Hamlet in Lancashire, England

Whitechapel is a tiny hamlet in the civil parish of Goosnargh in Lancashire, England. It lies on the border of the Forest of Bowland near the foot of Beacon Fell, and close to the neighbouring village of Inglewhite. Its name is marked as White Chapel on some maps.

The area was known as "Threlfall" in the Domesday Book. A tiny 27×13-foot private chapel was built for the Threlfall family in Elizabethan times, and was rebuilt as St James' Church about 1738. The churchyard contains a sundial dated 1745 which is a Grade II listed building.

The name "Whitechapel" came into use in the early nineteenth century, named after the church. It was originally a part of Goosnargh ecclesiastical parish, but acquired independent parish status in 1846.

The village primary school originated in 1705, within the church, acquiring its own building in 1810.

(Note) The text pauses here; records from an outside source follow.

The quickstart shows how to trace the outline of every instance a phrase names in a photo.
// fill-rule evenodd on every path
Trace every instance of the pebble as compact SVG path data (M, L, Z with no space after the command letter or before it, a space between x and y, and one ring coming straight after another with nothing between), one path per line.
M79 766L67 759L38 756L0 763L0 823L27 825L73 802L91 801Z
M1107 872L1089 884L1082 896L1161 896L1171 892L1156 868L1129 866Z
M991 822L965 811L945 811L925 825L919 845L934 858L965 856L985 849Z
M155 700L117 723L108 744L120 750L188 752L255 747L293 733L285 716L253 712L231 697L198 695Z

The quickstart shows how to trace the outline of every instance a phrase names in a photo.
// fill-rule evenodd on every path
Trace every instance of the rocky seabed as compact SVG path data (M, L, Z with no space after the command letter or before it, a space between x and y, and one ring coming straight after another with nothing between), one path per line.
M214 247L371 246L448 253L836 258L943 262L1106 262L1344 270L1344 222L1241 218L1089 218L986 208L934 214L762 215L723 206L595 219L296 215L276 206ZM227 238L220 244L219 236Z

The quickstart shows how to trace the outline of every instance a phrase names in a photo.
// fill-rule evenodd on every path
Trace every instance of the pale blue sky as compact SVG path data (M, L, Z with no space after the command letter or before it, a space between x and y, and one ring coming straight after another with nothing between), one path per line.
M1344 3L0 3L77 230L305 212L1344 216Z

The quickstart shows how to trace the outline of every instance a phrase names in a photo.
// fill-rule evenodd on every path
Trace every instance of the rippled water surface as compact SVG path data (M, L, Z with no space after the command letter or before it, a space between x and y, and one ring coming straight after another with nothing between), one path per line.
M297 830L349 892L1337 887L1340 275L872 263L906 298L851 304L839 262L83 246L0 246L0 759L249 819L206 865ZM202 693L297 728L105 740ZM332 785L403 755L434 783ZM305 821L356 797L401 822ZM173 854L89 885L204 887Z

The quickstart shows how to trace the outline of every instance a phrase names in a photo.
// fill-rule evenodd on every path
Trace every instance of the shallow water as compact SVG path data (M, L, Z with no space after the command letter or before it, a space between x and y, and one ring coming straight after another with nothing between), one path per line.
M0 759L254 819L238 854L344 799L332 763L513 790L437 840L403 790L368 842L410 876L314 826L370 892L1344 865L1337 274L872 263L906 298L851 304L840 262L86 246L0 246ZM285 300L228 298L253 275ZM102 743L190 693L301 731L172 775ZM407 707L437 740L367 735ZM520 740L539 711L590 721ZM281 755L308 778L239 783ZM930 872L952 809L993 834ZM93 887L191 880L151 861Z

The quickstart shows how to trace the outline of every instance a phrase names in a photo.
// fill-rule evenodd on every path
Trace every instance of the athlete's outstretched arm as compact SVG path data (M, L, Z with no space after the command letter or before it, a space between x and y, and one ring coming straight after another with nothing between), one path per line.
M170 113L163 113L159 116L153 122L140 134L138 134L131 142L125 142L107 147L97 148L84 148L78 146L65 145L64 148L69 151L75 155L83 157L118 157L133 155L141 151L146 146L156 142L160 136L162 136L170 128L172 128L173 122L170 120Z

On Pancake Day the children of Whitechapel, Inglewhite and the surrounding area keep alive an age-old tradition that was once more widespread in the Goosnargh, Garstang and Fylde areas of Lancashire. They visit local households and ask "please a pancake", to be rewarded with oranges or sweets. It is thought the tradition arose when farm workers visited the wealthier farm and manor owners to ask for pancakes or pancake fillings. In 1888, Richard Cookson wrote, "The children go from house to house and are treated with ginger-bread, toffies and other sweet meats."

WICE (Whitechapel and Inglewhite Community Enterprises) is a community organisation to enable a sustainable and resilient community.